I’ve waded through a fair amount of these forecasts from social media pundits, and recognized a couple of common (and familiar) trends:

  1. Video. The boom in both live-streaming and edited content continues on Facebook, Twitter, Snapchat, Instagram and Youtube, with daily views in the billions.
  2. Messaging apps. Slack, Facebook Messenger, WhatsApp – a lot of discussion and content sharing is happening beyond the public sphere, in conversations among peers.

Sound familiar? Both of these were on a lot of ‘2016 trends’ lists, too, in addition to continued moves toward personalization and ephemeral content. The social media world moves fast, but the biggest shifts don’t typically come out of nowhere – which is convenient, given that quick changes are not something every organization can manage easily.

A slow(er) response can actually be a good thing, as long as it’s the result of thoughtfulness, not just laziness or disorganization. If your social strategy revolves around jumping on a particular platform or content trend, you may stay relevant – but you’ll also always be playing catch-up, reacting to what’s hot. If you have a huge, well-resourced social team, maybe that’s fine. But most of us live in the real world, where budgets are tight and video editors have to-do lists 20 projects long.

If you take the long view and keep big-picture goals – like building strong, rewarding user relationships – in mind, and apply the trends as they make sense for your audience, you’ll be poised to grow social impact year after year.  Certainly you should keep up with how social behavior is shifting, and recognize when your strategy has gone stale. But take your cues from what your users are actually telling you, through their words and their actions.

For example, consider video. Instead of responding by saying ‘we need to create more video’, you might ask, what does that say about what users want? Is it that they’re too busy to read? Does it mean they’re mostly on mobile? What does your data show you about how your audience is consuming your video content — do users gravitate to certain types (live, edited, animated) or topics? What can you adapt to a new platform (keeping in mind that you may have to do it without sound)? You can use this information to create a worthwhile video experience that people will actually want to engage with.

Tackling the move to messaging is tougher, but again, focus on what’s motivating the change. I’d argue that the shift to private messaging is in part a response to ever-noisier feeds. Users are containing their conversations within the peer networks that matter to them most, on the mobile devices they use most often. If that’s the case, then a brand butting in may not be the right approach.

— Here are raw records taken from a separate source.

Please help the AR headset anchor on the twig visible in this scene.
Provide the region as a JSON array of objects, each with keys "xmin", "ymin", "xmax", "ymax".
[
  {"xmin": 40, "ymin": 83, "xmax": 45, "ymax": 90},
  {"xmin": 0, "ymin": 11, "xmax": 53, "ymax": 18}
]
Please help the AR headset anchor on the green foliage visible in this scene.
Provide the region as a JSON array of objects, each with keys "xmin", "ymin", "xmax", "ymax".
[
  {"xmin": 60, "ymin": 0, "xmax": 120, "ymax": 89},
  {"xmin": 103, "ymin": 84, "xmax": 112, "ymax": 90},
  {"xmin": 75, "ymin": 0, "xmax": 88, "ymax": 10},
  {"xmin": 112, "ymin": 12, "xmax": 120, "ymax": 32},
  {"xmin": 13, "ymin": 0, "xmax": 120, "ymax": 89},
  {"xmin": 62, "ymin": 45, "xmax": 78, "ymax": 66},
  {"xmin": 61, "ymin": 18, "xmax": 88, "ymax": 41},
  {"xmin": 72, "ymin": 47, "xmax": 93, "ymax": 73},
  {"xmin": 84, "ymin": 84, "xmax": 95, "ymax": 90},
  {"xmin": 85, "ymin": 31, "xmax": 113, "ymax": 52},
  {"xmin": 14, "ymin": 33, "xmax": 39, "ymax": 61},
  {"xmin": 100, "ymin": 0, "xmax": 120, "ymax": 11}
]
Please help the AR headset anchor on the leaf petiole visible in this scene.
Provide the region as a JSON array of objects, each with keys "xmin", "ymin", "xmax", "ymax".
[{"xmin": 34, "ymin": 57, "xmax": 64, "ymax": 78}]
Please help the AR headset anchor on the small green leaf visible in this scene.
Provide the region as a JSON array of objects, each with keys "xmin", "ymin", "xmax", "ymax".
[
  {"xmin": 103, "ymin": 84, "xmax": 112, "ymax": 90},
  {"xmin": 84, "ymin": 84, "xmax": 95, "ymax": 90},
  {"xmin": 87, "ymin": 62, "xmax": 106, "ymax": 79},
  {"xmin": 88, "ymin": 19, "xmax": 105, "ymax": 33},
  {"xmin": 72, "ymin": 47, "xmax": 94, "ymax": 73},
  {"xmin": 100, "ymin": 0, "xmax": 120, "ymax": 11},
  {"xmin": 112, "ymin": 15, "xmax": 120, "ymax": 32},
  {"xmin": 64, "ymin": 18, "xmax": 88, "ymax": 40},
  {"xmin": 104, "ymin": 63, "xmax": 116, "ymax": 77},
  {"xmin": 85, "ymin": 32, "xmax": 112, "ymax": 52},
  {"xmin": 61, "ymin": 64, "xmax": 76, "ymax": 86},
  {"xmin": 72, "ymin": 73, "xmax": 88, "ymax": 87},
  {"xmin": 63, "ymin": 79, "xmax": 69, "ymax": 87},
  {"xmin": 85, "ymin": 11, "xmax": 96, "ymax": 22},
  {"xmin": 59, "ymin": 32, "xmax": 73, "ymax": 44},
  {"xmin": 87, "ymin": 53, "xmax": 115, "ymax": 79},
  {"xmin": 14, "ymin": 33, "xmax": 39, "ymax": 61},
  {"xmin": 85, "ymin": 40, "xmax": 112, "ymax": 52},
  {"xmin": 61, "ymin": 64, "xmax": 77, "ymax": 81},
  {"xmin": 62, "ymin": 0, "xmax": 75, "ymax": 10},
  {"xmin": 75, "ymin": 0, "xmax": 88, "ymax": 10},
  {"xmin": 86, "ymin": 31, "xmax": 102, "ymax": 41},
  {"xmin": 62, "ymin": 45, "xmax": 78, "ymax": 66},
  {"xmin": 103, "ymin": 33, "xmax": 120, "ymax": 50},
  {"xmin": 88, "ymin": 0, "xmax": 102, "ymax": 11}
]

A more effective angle may be to influence those conversations by ensuring that you are effectively reaching the content distributors and conversation starters within those networks – perhaps re-focusing existing influencer marketing and employee advocacy efforts. Again, use the data you have to understand more. Many analytics platforms have at least some way to track ‘dark social’ traffic, showing when users are coming to deep links in your site with no obvious path. Correlating this traffic with your promotions and existing user engagement can reveal what (and who) is driving the conversations outside of your control. At the same time, you can get a sense of how many customers might like to use messaging to interact with your brand, and how to effectively allocate resources.

These methods can take some time, and maybe your CEO has already asked why you haven’t done a Facebook Live video yet. This post isn’t about ignoring trends, or slowing down your overall output – it’s about taking a balanced, realistic approach that folds new activities into your larger plans, accounting for existing efforts and capabilities.

The first-mover advantage is real, but speed isn’t guaranteed to translate to long-term success. Need proof? Look around your gym to see who’s still there come June.